Reminders on gradient descent

  • The gradient at a point is a vector pointing in the direction of fastest increase (but we want decrease, so we want to move in the opposite direction).

  • We multiply the gradient by the learning rate to change the step size.

  • Here is the relevant part (starting at 8:17) from the 3Blue1Brown video:

Neural networks and overfitting

The second part of this homework is to practice with neural networks using the dataset for your final project.

Question 4

Build and train a neural network using the dataset for your final project. Clearly describe in a markdown cell what you are trying to compute. You can adapt the code we used for Handwritten digits or Fashion-MNIST or Spotify. Be sure there are only numeric columns in your input, like how we used X_train = df[numeric_cols] with the Spotify dataset.

Classification or Regression?

We have mostly done examples of training neural networks with classification problems, but see the Regression section from the end of class on Wednesday for an example of training a neural network for a regression problem.
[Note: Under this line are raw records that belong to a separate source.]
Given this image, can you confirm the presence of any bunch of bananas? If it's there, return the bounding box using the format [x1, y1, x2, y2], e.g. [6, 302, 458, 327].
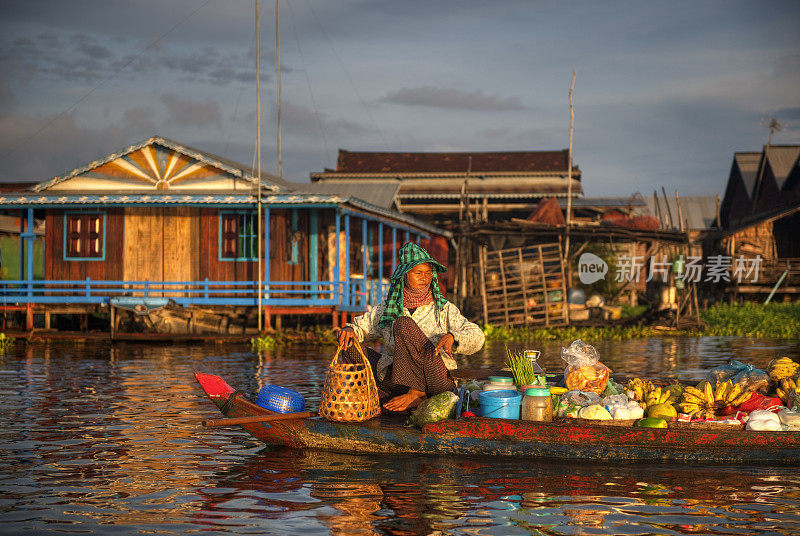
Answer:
[626, 378, 683, 409]
[767, 357, 800, 382]
[777, 378, 800, 407]
[678, 380, 751, 419]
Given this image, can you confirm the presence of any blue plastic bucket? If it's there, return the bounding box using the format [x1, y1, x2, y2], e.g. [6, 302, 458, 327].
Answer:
[256, 385, 306, 413]
[478, 389, 522, 419]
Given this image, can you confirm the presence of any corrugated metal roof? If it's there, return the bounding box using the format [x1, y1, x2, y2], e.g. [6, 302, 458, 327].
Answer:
[335, 149, 580, 174]
[291, 181, 400, 209]
[645, 195, 717, 230]
[733, 153, 761, 199]
[764, 145, 800, 190]
[558, 195, 647, 208]
[32, 136, 285, 192]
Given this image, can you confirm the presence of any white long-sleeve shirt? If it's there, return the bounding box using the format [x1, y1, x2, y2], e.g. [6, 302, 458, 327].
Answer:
[345, 301, 486, 380]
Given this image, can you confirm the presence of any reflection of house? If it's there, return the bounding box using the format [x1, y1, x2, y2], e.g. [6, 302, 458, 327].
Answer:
[0, 138, 450, 331]
[720, 145, 800, 295]
[311, 150, 583, 224]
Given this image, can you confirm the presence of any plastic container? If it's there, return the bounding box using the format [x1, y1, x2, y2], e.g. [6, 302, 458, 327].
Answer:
[479, 389, 522, 419]
[522, 387, 553, 422]
[256, 385, 306, 413]
[483, 376, 514, 391]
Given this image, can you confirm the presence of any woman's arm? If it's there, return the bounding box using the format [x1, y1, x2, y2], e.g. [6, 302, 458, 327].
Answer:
[344, 302, 386, 342]
[445, 302, 486, 355]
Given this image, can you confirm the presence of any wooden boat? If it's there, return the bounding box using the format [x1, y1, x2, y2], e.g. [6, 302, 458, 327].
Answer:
[195, 373, 800, 465]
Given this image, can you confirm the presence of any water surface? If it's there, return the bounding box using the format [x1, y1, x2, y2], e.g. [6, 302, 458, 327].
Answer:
[0, 338, 800, 536]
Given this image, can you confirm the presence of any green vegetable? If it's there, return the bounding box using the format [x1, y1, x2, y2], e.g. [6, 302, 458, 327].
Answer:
[408, 391, 458, 427]
[506, 347, 544, 385]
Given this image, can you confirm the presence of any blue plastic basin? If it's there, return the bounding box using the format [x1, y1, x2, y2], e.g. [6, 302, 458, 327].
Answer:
[478, 389, 522, 419]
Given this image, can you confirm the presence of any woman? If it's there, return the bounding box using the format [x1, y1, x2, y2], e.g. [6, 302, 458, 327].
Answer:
[338, 242, 484, 412]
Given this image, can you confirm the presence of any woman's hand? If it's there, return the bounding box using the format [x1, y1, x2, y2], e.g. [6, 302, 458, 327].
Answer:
[336, 327, 358, 349]
[435, 333, 456, 357]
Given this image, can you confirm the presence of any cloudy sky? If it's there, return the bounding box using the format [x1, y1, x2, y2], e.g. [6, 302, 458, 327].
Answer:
[0, 0, 800, 195]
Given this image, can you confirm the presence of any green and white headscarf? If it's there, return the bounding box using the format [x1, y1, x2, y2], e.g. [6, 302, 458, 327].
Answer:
[378, 242, 447, 328]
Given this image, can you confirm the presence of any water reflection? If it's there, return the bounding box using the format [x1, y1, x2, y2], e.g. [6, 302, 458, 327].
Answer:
[0, 338, 800, 536]
[203, 449, 800, 535]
An alternative is to add a column to your DataFrame which is something like, “True or False: this value is bigger than 8”, and then use classification on that new column. That is a way to create a classification problem out of quantitative data.

Question 5

Use the validation_split keyword argument when training the network. Show a plot of the training loss and the validation loss, like what we did in class on Wednesday.

Question 6

Based on the plot, do you think you were overfitting the data?

Question 7

In the gradient descent part, we were using gradient descent to try to find a minimum of a two-variable function. In this part, how many variables are there for the function we are trying to minimize? (Hint. Use model.summary(). You shouldn’t have to make any calculations yourself.)